During this process, I’ve learned a lot about what robots face out there on the web. These days, spiders and crawlers are generally interchangeable words and are thought to do the same thing (because their duties have often been combined in the modern SE). But, in making my own little search engine, I’ve found that there is a subtle difference between the two.
The truth is, crawlers simply parse a page and index the words on that page into the database. Spiders in their pure form, on the other hand and true to their name, transverse the “web” through hyperlinks and gather new links to pages which the crawlers will then parse and index.
In making my simple little search engine, I first organized and made the database. Then came the simplistic crawler that I made. This crawler could be pointed to a folder on my hard drive and it would parse any html files found in it. I could then search for a word and it would bring up any pages that contained that word in the folder. Not very sophisticated, but that was a start.
It took me awhile to figure out the parsing and indexing process and after a couple of months, I thought let’s add a spider to this that could be pointed to a website online and send the crawler to parse its pages. Soon, with a little help from a friend that knew more about C++ programing than myself, I had my spider.

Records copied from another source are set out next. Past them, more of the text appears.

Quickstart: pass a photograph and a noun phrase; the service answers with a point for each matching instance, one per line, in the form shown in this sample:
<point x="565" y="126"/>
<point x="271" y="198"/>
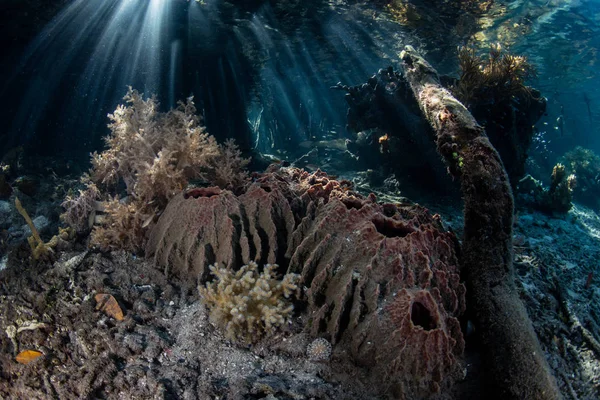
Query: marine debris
<point x="515" y="366"/>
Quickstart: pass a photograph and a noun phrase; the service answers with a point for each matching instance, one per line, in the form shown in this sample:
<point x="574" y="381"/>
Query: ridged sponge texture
<point x="381" y="280"/>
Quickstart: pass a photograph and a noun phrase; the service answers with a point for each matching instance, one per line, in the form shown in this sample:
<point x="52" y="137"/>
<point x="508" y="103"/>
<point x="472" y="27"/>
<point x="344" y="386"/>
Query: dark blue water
<point x="261" y="72"/>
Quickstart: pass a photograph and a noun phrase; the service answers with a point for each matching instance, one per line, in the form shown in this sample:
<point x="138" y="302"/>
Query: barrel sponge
<point x="381" y="281"/>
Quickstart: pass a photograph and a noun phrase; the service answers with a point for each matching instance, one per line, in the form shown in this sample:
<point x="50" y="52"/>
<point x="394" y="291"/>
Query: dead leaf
<point x="27" y="356"/>
<point x="109" y="305"/>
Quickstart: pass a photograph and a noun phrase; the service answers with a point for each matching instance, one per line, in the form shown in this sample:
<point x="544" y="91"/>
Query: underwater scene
<point x="300" y="199"/>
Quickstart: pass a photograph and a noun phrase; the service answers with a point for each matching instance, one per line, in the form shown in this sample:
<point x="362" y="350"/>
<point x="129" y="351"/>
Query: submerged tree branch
<point x="515" y="366"/>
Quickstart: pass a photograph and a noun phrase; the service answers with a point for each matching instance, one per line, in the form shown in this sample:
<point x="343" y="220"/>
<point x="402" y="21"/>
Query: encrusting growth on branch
<point x="514" y="361"/>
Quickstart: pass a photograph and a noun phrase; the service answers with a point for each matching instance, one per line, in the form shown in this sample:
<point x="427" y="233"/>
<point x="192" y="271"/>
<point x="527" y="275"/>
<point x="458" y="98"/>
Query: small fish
<point x="560" y="122"/>
<point x="339" y="144"/>
<point x="587" y="103"/>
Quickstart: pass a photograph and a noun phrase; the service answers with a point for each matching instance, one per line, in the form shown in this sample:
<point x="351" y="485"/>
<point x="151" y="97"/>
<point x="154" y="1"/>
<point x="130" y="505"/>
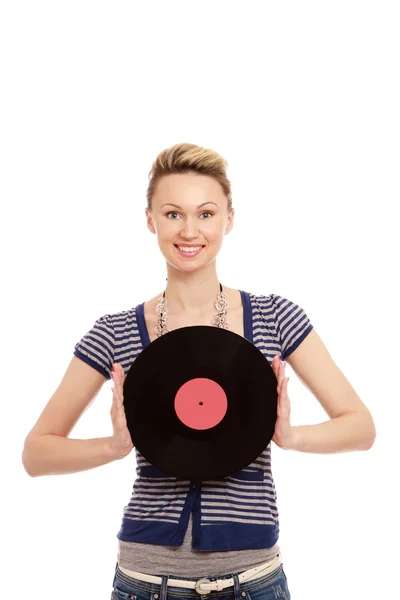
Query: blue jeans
<point x="268" y="587"/>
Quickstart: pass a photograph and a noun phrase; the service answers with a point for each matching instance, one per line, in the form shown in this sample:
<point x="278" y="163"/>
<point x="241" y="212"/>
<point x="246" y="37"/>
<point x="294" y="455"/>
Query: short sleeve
<point x="291" y="322"/>
<point x="96" y="348"/>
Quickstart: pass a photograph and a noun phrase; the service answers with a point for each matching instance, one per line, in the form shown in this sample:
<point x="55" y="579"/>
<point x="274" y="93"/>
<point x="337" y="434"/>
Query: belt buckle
<point x="198" y="583"/>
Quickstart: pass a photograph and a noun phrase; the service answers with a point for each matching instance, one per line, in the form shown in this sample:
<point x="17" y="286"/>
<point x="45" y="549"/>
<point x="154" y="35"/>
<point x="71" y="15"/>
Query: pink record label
<point x="201" y="403"/>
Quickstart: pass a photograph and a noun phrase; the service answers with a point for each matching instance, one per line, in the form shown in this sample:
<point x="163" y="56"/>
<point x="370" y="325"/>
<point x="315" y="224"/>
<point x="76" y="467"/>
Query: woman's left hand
<point x="283" y="436"/>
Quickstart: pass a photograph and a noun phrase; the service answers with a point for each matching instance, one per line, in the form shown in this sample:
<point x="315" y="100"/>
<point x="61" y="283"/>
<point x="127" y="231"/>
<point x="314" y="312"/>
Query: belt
<point x="205" y="586"/>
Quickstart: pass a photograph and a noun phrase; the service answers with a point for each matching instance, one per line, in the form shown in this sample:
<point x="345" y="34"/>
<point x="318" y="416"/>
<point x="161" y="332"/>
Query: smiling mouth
<point x="188" y="250"/>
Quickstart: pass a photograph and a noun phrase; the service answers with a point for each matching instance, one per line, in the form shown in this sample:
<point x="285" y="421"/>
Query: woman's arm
<point x="49" y="451"/>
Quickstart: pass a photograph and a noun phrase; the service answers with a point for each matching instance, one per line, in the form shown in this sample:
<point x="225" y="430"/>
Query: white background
<point x="302" y="99"/>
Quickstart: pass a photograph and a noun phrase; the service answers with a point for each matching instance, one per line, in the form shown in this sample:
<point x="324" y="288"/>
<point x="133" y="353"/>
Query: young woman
<point x="180" y="538"/>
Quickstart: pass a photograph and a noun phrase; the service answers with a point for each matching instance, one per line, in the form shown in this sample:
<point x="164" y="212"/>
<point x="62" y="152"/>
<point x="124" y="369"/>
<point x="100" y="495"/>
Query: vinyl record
<point x="200" y="402"/>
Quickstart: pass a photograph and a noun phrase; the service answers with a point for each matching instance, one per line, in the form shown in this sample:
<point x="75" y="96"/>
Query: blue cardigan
<point x="235" y="513"/>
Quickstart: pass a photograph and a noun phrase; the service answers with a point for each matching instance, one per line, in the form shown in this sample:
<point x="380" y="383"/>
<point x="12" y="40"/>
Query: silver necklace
<point x="219" y="320"/>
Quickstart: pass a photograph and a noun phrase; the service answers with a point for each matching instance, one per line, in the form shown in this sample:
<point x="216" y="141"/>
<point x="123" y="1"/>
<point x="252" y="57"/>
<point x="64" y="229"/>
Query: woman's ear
<point x="230" y="221"/>
<point x="150" y="223"/>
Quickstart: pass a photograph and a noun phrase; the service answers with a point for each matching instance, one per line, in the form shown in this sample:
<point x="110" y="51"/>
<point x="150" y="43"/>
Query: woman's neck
<point x="195" y="293"/>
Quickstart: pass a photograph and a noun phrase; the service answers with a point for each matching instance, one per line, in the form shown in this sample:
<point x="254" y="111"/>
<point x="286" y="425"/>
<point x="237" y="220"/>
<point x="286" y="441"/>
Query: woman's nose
<point x="189" y="229"/>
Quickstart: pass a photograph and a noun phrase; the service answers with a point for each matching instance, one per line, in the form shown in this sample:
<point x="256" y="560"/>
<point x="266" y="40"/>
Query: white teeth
<point x="189" y="249"/>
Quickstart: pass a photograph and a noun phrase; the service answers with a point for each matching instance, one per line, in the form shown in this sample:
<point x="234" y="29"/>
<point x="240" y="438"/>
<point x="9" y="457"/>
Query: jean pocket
<point x="117" y="594"/>
<point x="270" y="589"/>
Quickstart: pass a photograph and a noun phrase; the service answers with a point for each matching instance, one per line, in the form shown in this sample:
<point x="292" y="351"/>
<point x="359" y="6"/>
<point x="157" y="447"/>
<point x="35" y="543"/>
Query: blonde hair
<point x="189" y="158"/>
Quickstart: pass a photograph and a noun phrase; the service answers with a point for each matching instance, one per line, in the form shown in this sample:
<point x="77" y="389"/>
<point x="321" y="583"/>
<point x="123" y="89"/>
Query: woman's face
<point x="190" y="218"/>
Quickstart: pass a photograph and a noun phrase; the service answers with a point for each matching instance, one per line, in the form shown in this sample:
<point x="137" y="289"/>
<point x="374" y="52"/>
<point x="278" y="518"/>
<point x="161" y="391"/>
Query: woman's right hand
<point x="121" y="441"/>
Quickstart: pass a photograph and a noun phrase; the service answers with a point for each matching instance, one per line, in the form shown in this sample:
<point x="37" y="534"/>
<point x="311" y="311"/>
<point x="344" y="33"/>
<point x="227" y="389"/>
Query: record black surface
<point x="224" y="357"/>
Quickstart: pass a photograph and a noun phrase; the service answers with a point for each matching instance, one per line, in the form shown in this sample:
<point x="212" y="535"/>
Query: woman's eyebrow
<point x="180" y="208"/>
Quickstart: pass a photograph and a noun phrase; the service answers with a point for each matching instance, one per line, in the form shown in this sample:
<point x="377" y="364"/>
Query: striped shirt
<point x="238" y="512"/>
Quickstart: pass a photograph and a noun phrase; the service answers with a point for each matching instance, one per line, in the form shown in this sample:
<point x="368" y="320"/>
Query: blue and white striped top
<point x="238" y="512"/>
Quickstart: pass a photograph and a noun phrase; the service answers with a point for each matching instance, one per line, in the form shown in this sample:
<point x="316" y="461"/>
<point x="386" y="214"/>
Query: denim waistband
<point x="146" y="586"/>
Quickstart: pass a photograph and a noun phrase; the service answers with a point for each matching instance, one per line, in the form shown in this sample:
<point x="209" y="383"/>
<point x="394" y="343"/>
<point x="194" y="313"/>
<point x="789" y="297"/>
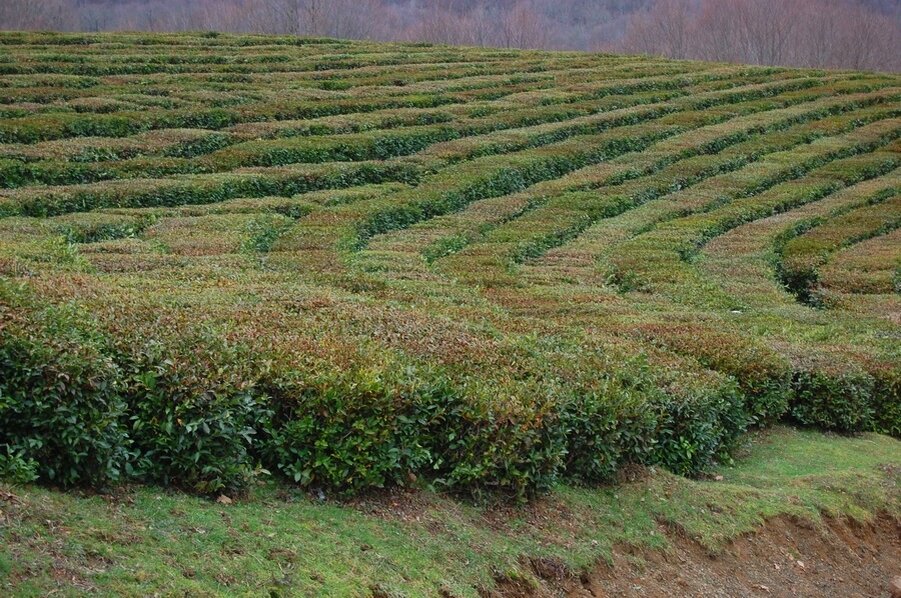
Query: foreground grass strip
<point x="147" y="540"/>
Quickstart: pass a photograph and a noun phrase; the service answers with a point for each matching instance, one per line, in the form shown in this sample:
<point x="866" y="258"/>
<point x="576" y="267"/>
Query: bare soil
<point x="786" y="557"/>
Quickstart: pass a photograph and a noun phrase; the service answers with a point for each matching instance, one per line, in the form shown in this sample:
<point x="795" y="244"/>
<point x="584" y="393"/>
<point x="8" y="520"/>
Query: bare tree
<point x="523" y="27"/>
<point x="667" y="29"/>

It kinda worked. I was still in a rudimentary stage. I found that I could parse html, but the crawler kept “bombing out” when it met up with pdf and docs. I also trained my crawler and database to recognize word phrases when the documents were retrieved and displayed in the results pages.
Up to this point, I always pointed my spider at my own websites. But then I decided to point it at a friend’s site. Boy, that got me a nasty email from him. It was at this time I decided I had better train my spider to read robot.txt files so it would stay out of sensitive areas of a site. Now I had a spider that behaved.

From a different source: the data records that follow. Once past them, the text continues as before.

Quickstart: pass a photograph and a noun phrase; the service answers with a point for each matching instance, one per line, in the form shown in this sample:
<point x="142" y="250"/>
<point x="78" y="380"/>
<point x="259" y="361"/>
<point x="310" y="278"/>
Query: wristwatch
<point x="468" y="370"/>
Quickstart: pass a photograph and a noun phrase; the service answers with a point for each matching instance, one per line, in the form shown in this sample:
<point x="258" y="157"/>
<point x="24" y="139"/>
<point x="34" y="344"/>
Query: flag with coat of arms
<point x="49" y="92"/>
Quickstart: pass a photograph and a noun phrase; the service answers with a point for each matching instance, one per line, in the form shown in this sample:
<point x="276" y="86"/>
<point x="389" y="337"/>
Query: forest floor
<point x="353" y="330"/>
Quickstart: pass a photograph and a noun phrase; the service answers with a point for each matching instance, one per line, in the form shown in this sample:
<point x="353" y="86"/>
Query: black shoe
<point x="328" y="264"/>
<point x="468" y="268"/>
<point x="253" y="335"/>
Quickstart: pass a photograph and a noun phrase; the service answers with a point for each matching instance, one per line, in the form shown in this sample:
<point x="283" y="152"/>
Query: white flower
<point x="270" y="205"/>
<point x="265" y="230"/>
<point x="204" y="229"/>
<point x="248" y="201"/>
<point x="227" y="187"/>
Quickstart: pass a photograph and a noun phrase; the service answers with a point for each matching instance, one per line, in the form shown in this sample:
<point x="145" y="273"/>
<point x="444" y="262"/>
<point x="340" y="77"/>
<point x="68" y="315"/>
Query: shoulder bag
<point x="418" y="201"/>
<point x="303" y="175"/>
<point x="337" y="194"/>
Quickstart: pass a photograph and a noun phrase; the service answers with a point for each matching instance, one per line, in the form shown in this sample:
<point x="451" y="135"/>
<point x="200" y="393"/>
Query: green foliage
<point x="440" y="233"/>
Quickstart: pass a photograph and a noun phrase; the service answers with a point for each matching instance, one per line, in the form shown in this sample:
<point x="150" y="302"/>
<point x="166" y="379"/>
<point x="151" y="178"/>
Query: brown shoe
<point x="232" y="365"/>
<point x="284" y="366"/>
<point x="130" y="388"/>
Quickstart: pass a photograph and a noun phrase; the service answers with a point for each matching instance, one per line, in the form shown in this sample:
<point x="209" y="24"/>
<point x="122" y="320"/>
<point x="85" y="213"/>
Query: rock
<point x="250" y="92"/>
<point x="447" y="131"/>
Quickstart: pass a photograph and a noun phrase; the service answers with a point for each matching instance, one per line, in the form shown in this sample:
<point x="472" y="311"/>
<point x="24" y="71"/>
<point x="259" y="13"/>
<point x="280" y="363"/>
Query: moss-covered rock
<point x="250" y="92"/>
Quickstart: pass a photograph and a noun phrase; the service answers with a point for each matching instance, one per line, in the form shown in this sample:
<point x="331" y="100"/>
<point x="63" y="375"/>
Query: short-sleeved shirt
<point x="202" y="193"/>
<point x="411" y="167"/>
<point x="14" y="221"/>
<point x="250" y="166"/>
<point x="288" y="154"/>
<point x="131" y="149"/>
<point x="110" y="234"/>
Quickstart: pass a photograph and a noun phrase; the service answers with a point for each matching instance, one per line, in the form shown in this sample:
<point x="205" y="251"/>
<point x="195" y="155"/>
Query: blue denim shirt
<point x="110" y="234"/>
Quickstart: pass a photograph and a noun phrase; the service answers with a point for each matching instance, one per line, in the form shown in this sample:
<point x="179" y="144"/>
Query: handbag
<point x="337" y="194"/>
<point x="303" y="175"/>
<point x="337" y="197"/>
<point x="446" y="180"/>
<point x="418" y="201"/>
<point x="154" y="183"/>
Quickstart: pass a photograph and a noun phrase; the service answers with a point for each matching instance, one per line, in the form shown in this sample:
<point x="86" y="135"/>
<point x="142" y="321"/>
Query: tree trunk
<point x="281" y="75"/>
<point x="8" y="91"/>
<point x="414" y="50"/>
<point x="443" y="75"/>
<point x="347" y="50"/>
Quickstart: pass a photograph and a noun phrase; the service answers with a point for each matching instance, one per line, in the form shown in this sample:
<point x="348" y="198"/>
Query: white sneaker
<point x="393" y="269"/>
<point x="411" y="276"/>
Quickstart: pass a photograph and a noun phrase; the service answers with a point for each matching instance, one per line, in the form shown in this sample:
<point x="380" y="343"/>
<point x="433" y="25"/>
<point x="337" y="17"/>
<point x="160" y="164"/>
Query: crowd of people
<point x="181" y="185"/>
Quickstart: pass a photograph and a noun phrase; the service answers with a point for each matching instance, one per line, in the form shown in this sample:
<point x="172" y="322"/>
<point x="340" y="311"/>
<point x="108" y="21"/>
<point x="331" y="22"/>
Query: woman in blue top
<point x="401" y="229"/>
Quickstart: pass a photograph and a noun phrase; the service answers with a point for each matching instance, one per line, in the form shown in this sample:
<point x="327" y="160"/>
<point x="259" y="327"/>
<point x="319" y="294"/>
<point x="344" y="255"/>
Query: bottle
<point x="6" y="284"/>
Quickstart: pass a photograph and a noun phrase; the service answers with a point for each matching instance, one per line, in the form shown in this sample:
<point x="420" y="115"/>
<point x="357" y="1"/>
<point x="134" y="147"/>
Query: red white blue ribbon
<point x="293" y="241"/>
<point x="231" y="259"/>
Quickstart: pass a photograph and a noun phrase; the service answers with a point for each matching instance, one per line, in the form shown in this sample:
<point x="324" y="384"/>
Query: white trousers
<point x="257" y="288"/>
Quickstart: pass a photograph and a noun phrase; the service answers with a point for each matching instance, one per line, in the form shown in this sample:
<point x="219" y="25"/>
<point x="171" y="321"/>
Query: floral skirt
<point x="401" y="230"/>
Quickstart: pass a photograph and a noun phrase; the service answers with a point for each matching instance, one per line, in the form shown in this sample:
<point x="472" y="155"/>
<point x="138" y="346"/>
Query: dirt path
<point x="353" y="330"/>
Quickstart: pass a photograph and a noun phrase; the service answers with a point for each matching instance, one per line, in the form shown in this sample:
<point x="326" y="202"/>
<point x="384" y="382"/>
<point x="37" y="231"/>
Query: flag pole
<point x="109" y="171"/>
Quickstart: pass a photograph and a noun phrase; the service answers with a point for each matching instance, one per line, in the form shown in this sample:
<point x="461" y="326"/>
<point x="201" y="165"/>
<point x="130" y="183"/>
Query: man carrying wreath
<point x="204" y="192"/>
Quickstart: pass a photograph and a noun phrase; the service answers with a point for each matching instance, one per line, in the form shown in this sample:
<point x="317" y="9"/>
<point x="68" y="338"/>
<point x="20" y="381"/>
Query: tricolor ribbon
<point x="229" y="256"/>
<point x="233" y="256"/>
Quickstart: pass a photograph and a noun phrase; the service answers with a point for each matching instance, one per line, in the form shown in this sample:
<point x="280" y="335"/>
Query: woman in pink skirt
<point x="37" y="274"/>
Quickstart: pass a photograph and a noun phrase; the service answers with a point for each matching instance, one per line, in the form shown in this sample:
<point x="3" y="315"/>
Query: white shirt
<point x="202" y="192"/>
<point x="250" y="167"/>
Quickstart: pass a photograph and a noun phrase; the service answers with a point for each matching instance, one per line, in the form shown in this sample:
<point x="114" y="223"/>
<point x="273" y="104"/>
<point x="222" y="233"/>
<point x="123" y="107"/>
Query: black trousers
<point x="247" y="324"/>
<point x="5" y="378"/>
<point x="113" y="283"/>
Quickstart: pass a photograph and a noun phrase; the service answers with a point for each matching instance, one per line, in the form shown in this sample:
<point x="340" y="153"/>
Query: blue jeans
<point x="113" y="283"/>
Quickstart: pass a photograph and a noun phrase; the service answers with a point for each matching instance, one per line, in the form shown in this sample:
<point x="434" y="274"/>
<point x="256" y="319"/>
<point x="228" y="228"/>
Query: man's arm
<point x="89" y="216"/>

It was at this point that I realized that the database had to change. I also needed a better means of retrieving documents and ranking them. I spent weeks reading thesis’s and papers on the different search engines, their database arrangement, and their algorithms to see how they did this. In the process, I now have a greater understanding of search engines and a greater respect for them.
I’m now ready to go back to the drawing board and hopefully fix some of the flaws that my search engine inherently has. I’m training the crawler to read pdfs and docs. I’ve begun to create a whole new program that emulates the search engines online. I’ll just have to see if I can do it.
Back to the original question, in my case, the crawler came first, then the spider. I would think that this was the case with the original search engines too. What I have done with my project is that I have gotten into the frame of mind of the search engines and their engineers. This I can use to aid my clients and myself in gaining higher rankings on the SERPs.
Understanding the search mentality will have its benefits in the future and if nothing else, hopefully you understand that a robot like Googlebot is actually a series of bots, each with their specific duties.